In 1962, Holbrook succeeded Stidham as the Wildcats' head coach. His transfer to Sooner High reportedly was involuntary. But, the character-driven, real-life war hero jumped with both feet into the opportunity. There seems to be confusion about whether he joined the Sooner faculty in 1966 or 1967; the varsity football team began to play in 1967.

Holbrook notched 66 career wins (66-67-1) during his head coaching years at Col-Hi and Sooner. A handful of his former Sooner players maintain total respect for the man they never referred to by any other name but "Coach." Randy Standbridge felt Holbrook inspired him to get every ounce of potential out of his 135 pounds at defensive end.

"He was definitely a coach that prepared his team really well," Standbridge said.

Barlesville High prepares in the late 1960's to play an always challenging Booker T. Washington opponent.
Barlesville High prepares in the late 1960's to play an always challenging Booker T. Washington opponent.

Standbridge gave an example from the fall of 1971, as his Sooner Spartans prepared to play No. 1-ranked powerhouse Booker T. Washington and its sub-10-second sprinter at quarterback.

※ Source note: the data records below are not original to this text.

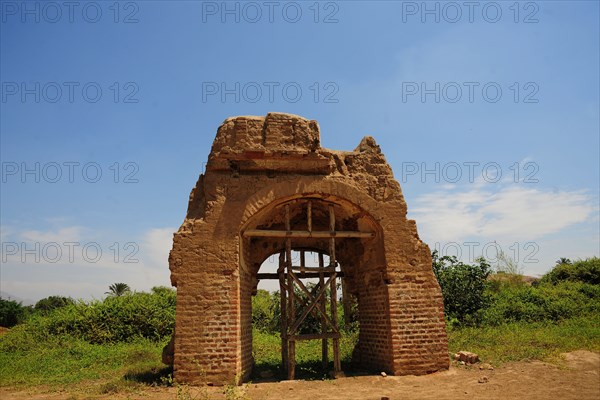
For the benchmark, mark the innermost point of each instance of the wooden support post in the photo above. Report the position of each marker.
(291, 306)
(283, 308)
(309, 216)
(337, 367)
(333, 290)
(346, 302)
(324, 355)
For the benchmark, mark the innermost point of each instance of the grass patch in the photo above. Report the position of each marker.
(267, 355)
(65, 361)
(519, 341)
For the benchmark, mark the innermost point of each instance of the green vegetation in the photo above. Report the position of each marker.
(114, 344)
(11, 313)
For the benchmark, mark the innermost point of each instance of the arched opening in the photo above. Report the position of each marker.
(350, 263)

Standbridge referred to a recent conversation he had with Holbrook and quoted what his coach told him: "I told the coaches at the first of week, we were going to have the two ends … crack down on the quarterback as soon as he showed the option," Holbrook told Standbridge. "My assistants said let the ends cover the pitchmen instead. I gave in."

But, the altered strategy failed to stop the Hornets from scoring two touchdowns. Holbrook made a change during the game and told his ends to crash in on the quarterback — the Hornets didn't score another point as Washington held on to win, 12-7, on its way to capturing the state title.

In another signature game with even more emotional juice flowing through the veins, Sooner stunned its parent school Col-Hi, thanks to Holbrook's sharp mind for strategy. Prior to the showdown that season, Col-Hi had averaged more than 200 yards passing on its screen pass packages.

From the start of Monday practice that week, Holbrook "told us … we were not going to get beaten by screen plays," Thomas said. "By Friday, we knew them all in detail. They tried several. I was a defensive end and on two occasions almost smiled watching the play unfold and positioning myself in their backfield for the tackle and loss."

Sooner High won the game, but the next Monday he prodded Thomas for not making two potential interceptions.

"He wanted me to be better," Thomas said. "He had high expectations."

In 1968, Holbrook guided Sooner to a stunning 20-14 win against Col-Hi. Dale Bishop's pinball running for 133 yards, including a touchdown, fueled the Sooner offense.

Following his Sooner days, Holbrook returned for a couple of more years at Col-Hi. He had left town before the schools merged in 1982 to create Bartlesville High School. But, he had been there when needed in the late 1960s to help bridge the transition.

And, a good portion of the city will be there for him this October as he officially becomes a permanent part of local sports history.